The report, evaluating the 2013 performance of DCS, is the 11th to be issued under a reform effort known as the Brian A. lawsuit, brought by national advocacy organization Children’s Rights and a team of Tennessee attorneys.
In 2010 the state was within striking distance of meeting and sustaining required changes to improve the way it cares for abused and neglected children, but progress halted over the next two years. Struggles to implement a new computer system and track and review child deaths plagued the administration of former Commissioner Kathryn O’Day. The latest report credits current DCS Commissioner Jim Henry with righting the direction of the reform.
The report notes the new administration made critical improvements last year, such as resolving computer issues that “posed a significant threat to the Department’s capacity to function,” and designing and implementing an appropriate process for tracking and reviewing child deaths. The state also managed to recruit and retain more foster families. In December 2013, Tennessee had 400 more foster families than it did in June 2012. DCS also made major investments in programs to help older youth transition from foster care to adulthood.
“These welcome improvements support our confidence in the current DCS leadership and the investments they are making to better serve children,” said Ira Lustbader, associate director of Children’s Rights. “We look forward to continuing to work with Commissioner Henry and his team, although we certainly haven’t reached the finish line yet. The state still has major work to do in order to fulfill the court-ordered promises it made to its children, and ensure they receive the protections and supports they deserve.”

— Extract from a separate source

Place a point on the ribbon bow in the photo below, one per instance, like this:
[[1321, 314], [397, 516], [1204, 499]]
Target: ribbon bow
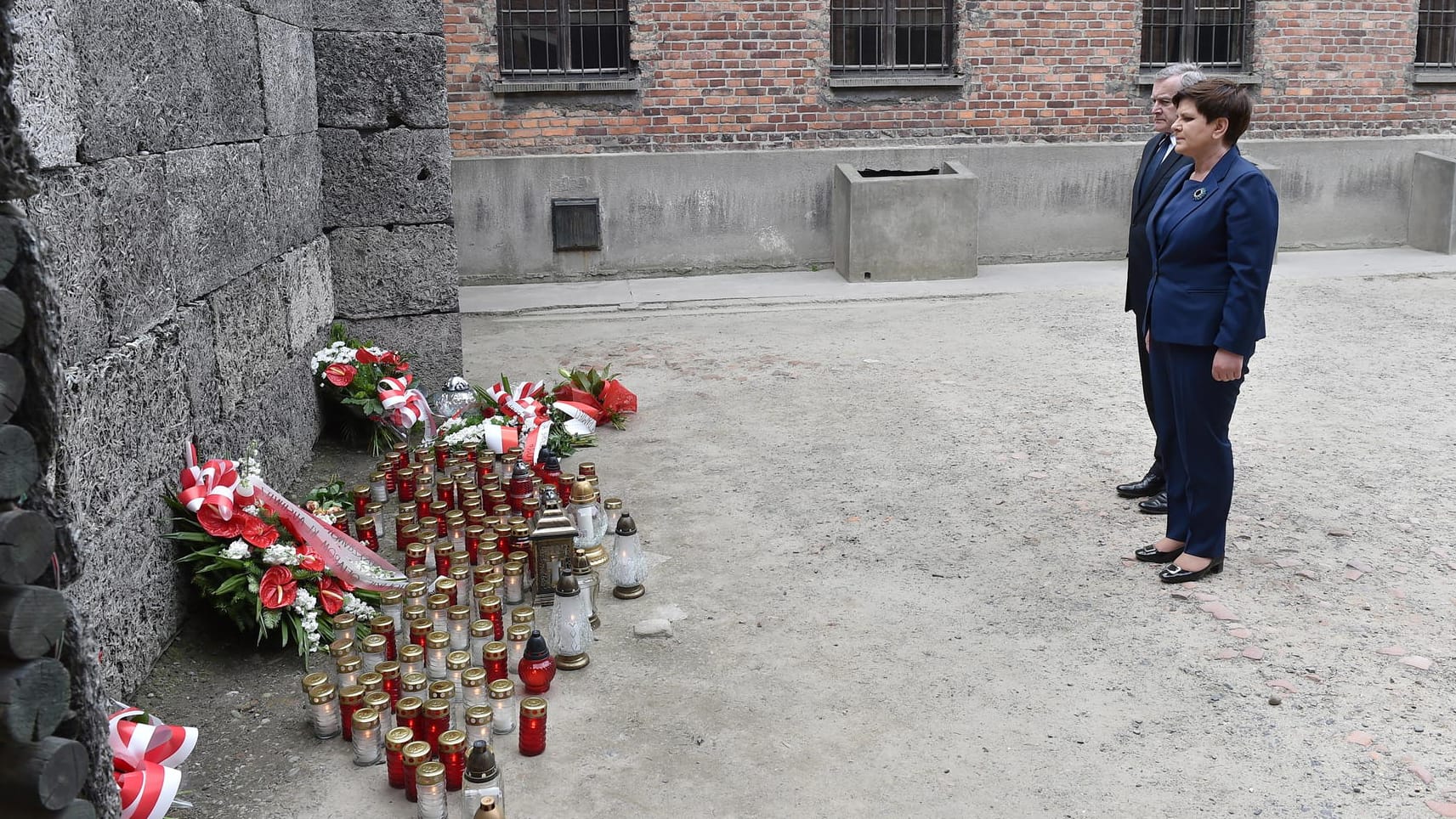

Among the areas of concern, workers are still struggling with “front-line” key practice areas – data shows only 60 percent of children received adequate assessments of their needs, a critical aspect of social work needed to match children with the homes and supports they require. And caseworkers are not visiting kids frequently enough when they first enter care. Only about 57 percent of kids saw their caseworkers the required six times during their initial two months in custody. DCS is also struggling to ensure kids have monthly visits with their families when reunification is the goal. Only 55 percent of children with a goal of reunifying with their families visited with a parent at least once in December 2013, far from the 80-percent standard.
Filed in 2000 by Children’s Rights and co-counsel on behalf of all foster children in state custody, the class action known as Brian A. v. Haslam charged Tennessee’s mismanaged child welfare system with violating children’s constitutional rights and causing them irreparable physical and emotional harm. Co-counsel includes David Raybin of Hollins, Raybin & Weissman and Jacqueline Dixon of Weatherly, McNally & Dixon in Nashville; Robert Louis Hutton of Glankler Brown in Memphis; and Wade Davies of Ritchie, Fels & Dillard in Knoxville.